Théologie & géométrie
La Fête de la science s'est déroulée pour sa 28ème édition du 5 au 13 octobre 2019 : plus de 6 000 événements organisés à Paris pour percer les mystères de la science. L’occasion de revenir sur une analogie faite par le pape François, chimiste de formation, entre théologie et polyèdre.
Le pape François parle de géométrie
Lors de ses discours, le pape François, chimiste de formation, nous donne à goûter à un vocabulaire relevant des sciences notamment lorsqu’il emploie le mot de polyèdre. À Vérone, le 21 novembre 2013, lors d’un message vidéo commentant le thème d’un colloque sur la doctrine sociale de l’Église, le pape François vient à comparer l’humanité à un polyèdre :
« Il me plaît d’imaginer l’humanité comme un polyèdre, dans lequel les formes multiples, s’exprimant, constituent les éléments qui composent, dans la pluralité, l’unique famille humaine. C’est cela, la vraie globalisation ! »

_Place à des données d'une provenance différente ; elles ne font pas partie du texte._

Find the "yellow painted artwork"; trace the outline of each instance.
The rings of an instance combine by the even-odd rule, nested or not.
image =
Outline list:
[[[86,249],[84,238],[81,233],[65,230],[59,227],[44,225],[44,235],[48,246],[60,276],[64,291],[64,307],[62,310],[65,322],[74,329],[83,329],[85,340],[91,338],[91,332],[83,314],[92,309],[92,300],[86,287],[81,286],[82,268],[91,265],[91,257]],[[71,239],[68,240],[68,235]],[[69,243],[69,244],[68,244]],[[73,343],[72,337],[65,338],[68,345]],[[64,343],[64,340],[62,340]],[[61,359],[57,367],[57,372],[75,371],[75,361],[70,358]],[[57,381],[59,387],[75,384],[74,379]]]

Au numéro 236 de son exhortation apostolique, Evangelii Gaudium, le pape François reprend le terme de polyèdre comme modèle pour exprimer une nouvelle fois la pluralité des peuples que compose l’unique famille humaine. Le 21 juin 2019, en visite à Naples à l’occasion de la conférence dont le thème est « la théologie après Veritatis Gaudium dans le contexte méditerranéen », le Souverain Pontife s’exprime sur le travail théologique en disant :
« Je rêve de facultés théologiques où l’on vit la convivialité des différences, où l’on pratique une théologie du dialogue et de l’accueil, où l’on expérimente le modèle du polyèdre du savoir théologique, au lieu d’une sphère statique et désincarnée. »
Dans ce dernier cadre, le polyèdre devient le parangon du travail théologique. Le pape François propose ainsi un nouveau paradigme pour la théologie qui nous invite à poser la question suivante : qu’est-ce qu’un polyèdre ?

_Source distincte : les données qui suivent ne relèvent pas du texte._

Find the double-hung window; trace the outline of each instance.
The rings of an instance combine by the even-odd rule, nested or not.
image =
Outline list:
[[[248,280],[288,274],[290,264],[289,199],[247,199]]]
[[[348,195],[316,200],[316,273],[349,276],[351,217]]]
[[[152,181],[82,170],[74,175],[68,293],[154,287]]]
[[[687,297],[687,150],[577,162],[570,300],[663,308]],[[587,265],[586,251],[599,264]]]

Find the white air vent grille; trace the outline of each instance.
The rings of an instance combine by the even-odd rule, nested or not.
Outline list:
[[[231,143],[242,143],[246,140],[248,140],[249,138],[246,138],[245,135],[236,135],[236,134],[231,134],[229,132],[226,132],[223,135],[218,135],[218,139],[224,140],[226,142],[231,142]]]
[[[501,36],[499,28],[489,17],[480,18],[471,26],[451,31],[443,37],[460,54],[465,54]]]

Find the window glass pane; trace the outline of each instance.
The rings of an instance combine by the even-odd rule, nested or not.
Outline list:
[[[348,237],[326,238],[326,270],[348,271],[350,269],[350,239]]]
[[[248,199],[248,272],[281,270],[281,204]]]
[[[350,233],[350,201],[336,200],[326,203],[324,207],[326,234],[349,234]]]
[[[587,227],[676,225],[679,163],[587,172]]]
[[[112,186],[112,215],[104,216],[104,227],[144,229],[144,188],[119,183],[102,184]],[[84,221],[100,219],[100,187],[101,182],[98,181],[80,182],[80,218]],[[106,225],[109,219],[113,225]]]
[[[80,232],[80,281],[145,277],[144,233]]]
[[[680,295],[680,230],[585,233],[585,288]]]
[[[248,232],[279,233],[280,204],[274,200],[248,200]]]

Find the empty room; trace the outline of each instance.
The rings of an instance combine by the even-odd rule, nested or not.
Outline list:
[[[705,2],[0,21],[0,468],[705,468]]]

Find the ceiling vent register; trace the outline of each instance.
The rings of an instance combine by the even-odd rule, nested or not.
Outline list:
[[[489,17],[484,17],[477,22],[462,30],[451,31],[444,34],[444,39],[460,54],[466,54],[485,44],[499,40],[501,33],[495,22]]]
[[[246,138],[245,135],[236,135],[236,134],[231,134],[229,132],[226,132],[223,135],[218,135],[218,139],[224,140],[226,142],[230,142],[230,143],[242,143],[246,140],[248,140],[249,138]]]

Qu’est-ce qu’un polyèdre ?
D’un point de vue étymologique, le mot polyèdre signifie à plusieurs faces. Il s’agit d’une forme géométrique à trois dimensions dont toutes les faces sont des polygones. Par exemple, le cube est un polyèdre. Connus depuis l’Antiquité, les polyèdres ont joué un rôle important aussi bien en philosophie que dans le développement des mathématiques et les interrogations, qu’ils ont suscité, ont tissé des liens avec différents domaines scientifiques. Dans la connaissance et l’analyse des propriétés des figures géométriques, Pythagore et son école (entre 590 et 550 av. J.-C.) jouent un rôle pionner. Ses disciples lui attribuent la découverte des cinq solides parfaits, cinq polyèdres : le tétraèdre, l’octaèdre, le cube, l’icosaèdre et le dodécaèdre. Les faces de ces polyèdres sont des polygones réguliers identiques. Par exemple, le dodécaèdre est formé de douze pentagones.

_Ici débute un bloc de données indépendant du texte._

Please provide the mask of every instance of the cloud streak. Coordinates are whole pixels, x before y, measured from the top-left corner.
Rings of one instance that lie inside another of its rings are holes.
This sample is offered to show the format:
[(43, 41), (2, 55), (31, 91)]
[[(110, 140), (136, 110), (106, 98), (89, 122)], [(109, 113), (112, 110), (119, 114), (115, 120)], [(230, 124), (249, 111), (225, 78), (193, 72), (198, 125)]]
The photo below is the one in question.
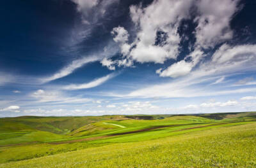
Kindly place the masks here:
[(80, 84), (80, 85), (72, 84), (72, 85), (69, 85), (67, 86), (65, 86), (62, 88), (63, 90), (72, 90), (85, 89), (85, 88), (96, 87), (97, 86), (99, 86), (99, 85), (103, 84), (104, 83), (106, 82), (109, 80), (114, 78), (116, 75), (117, 75), (116, 73), (111, 73), (111, 74), (108, 74), (107, 76), (103, 76), (102, 78), (96, 79), (89, 83), (83, 83), (83, 84)]
[(85, 64), (99, 60), (100, 60), (100, 58), (97, 57), (88, 57), (78, 60), (75, 60), (72, 61), (72, 62), (70, 64), (64, 67), (56, 73), (54, 74), (51, 76), (42, 78), (41, 81), (42, 83), (47, 83), (59, 78), (61, 78), (72, 73), (77, 69), (84, 66)]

Les géomètres contemporains de Pythagore parvinrent à montrer qu’à l’aide de trois polygones réguliers : le triangle, le carré et le pentagone, il est possible de bâtir cinq polyèdres réguliers : le tétraèdre, l’octaèdre, le cube, l’icosaèdre et le dodécaèdre. L’apport de Platon à l’histoire des polyèdres est central, au point que les cinq polyèdres réguliers sont appelés « solides ou polyèdres platoniciens ». La grande originalité de Platon consiste à caractériser le feu, l’air, la terre, l’eau et l’univers par des formes polyédriques.
L’histoire des polyèdres se poursuit par les travaux d’Archimède (297-212 av. J.-C.) qui découvre une nouvelle classe de polyèdres dont les faces sont des polygones réguliers, mais qui sont de nature différente, par exemple des triangles, des carrés et des pentagones. Treize polyèdres dits archimédiens sont obtenus à partir des cinq polyèdres platoniciens.
L’étude mathématique des polyèdres se prolonge encore aujourd’hui avec l’apparition de nouveaux polyèdres comme les zonoèdres, un nom qui, nous l’espérons, attisera votre curiosité. Deux remarques conclusives s’imposent. Tout d’abord, nous devons retenir qu’un polyèdre est un objet mathématique pouvant posséder de nombreuses faces construites à partir de polygones différents. La seconde remarque : ces objets sont présents sur notre planète et dans l’espace interstellaire. Par exemple, la baleine mange du plancton qui présente des formes polyédriques et dans l’espace interstellaire se promène le fullerène, un polyèdre. Le fullerène est une molécule de toute beauté composée de douze pentagones et de vingt hexagones. Cette brève histoire des polyèdres nous conduit à poser la question suivante : en quoi le modèle du polyèdre renferme-t-il le savoir théologique ?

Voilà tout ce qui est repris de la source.